Miss Taylor gibt unser für sie vermutlich sehr uninteressantes Gespräch komplett auf und fängt an, leise irgendein Lied zu summen.

Die Melodie kommt mir vage bekannt vor, aber mir fällt der genaue Titel nicht ein.

Dann, ziemlich ruckartig, bremst Miss Taylor. Ich höre die Reifen kreischen, und meine Füße rutschen etwas nach vorne.
Dieses mal war ich immerhin einigeraßen auf das Bremsen vorbereitet und halte meinen Rucksack zwischen die Rückenlehne der vorderen Reihe und mein Gesicht, um größere Schäden zu vermeiden.

Es funktioniert sehr gut.

Mein Magen fliegt zwar scheinbar aus meinem Körper und dann noch zwei Meter weiter, aber sonst geht es mir ganz toll.

„Wir sind da.", ruft Miss Taylor mir zu. „Aussteigen!"

Ich werfe meinen Rucksack auf meinen Rücken, ziehe mich an der Rückenlehne vor mir hoch und laufe dann hinter Miss Taylor aus dem Bus.

Um mich herum sind immer noch Bäume. Hohe Tannen mit schwarzen Stämmen und dunkelgrünen Nadeln, die Äste anderer Bäume sind mit orangefarbenen oder roten Blättern überzogen.

Das sind dann aber natürlich logischerweise keine Tannen mehr.

„Guten Tag, Miss Taylor.", sagt ein Mann im schwarzen Anzug, der direkt neben dem Bus steht. Ich zucke heftig zusammen, als ich ihn sehe und verfluche mich selbst, weil ich nicht besser auf meine Umgebung geachtet habe.
Die Knöpfe an seiner Jacke glänzen so silbern, als wären sie gerade frisch poliert worden. Vielleicht hatte er ja wirklich nichts besseres zu tun, als bin einem Putztuch immer wieder über seine Jacke zu wischen.

Miss Taylor nickt ihm auf eine alberne Weise und doch in gewissem Maße höflich zu: „Mr Gilbert. Sie kennen ihren Job."

Er nickt und geht ohne irgendeine weitere emotionale Regung zum Ende des Busses. Dorthin, wo meine Koffer verstaut liegen - man nennt es auch einen Kofferraum.

„Genieve.", sagt Miss Taylor und legt eine Hand kurz auf meine Schulter. Es soll eine freundliche Geste sein, aber sie passt überhaupt nicht zu der eben noch so ruppigen Art von ihr.

„Deinen Rucksack kannst du mitnehmen. Wir gehen jetzt erst einmal los zur Schule. Entweder gehen wir sofort zur Direktorin, oder direkt zu deinen Zimmermitbewohnerinnen -"

„Wie heißen sie?", frage ich.

„Miss Taylor."

„Ich meinte meine Zimmermitbewohnerinen.", ergänze ich genervt.
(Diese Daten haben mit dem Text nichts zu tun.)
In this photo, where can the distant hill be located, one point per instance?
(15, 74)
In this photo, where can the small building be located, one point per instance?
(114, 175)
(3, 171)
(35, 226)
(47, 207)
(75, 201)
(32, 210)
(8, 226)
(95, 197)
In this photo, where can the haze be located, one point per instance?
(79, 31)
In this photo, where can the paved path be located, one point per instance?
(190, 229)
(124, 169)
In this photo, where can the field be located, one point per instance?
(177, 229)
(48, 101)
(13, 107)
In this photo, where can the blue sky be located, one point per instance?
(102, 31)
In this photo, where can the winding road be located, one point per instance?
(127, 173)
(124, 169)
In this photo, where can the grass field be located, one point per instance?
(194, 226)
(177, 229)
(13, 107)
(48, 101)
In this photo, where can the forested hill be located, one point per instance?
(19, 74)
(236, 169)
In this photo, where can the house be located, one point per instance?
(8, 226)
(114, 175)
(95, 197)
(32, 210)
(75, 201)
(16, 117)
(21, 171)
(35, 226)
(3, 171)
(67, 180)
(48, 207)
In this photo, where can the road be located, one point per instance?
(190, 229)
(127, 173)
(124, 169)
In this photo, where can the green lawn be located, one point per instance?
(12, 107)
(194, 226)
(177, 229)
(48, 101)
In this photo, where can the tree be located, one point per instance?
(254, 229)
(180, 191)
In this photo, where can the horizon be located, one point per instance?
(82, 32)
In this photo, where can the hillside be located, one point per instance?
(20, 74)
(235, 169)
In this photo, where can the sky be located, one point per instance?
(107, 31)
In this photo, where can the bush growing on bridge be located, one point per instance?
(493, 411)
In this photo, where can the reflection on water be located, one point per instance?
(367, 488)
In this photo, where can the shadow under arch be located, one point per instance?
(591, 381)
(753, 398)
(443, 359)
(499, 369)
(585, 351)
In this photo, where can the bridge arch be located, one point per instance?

„Ich weiß es nicht. Du wirst es noch erfahren. Und jetzt komm, ich will möglichst früh meine Freizeit haben, sonst sind die guten Donuts wieder ausverkauft! Aber um frei zu haben, muss ich erst einmal dich los werden."

„Irgendwo habe ich diesen Satz schon einmal gehört.", murmle ich und bin selbst davon überrascht, wie bitter das klingt.

„Keine nette Familie gehabt, was?", meint Miss Taylor mitfühlend. „Das ist mir aber ehrlich gesagt ziemlich egal. Denn deine Familie siehst du jetzt eine Weile sowieso nicht mehr.

Also, leg einen Schritt zu, Miss Lysander."

Es ist wirklich bemerkenswert, wie schnell Miss Taylor von Miss Ich-bin-für-dich da, zu Miss Mein-Gott-stirb-einfach wechseln kann.

Seufzend ziehe ich die Riemen meines Rucksacks über beide Schultern und folge dann Miss Taylor.

Mr Gilbert hingegen folgt uns nicht. Zumindest nicht sofort.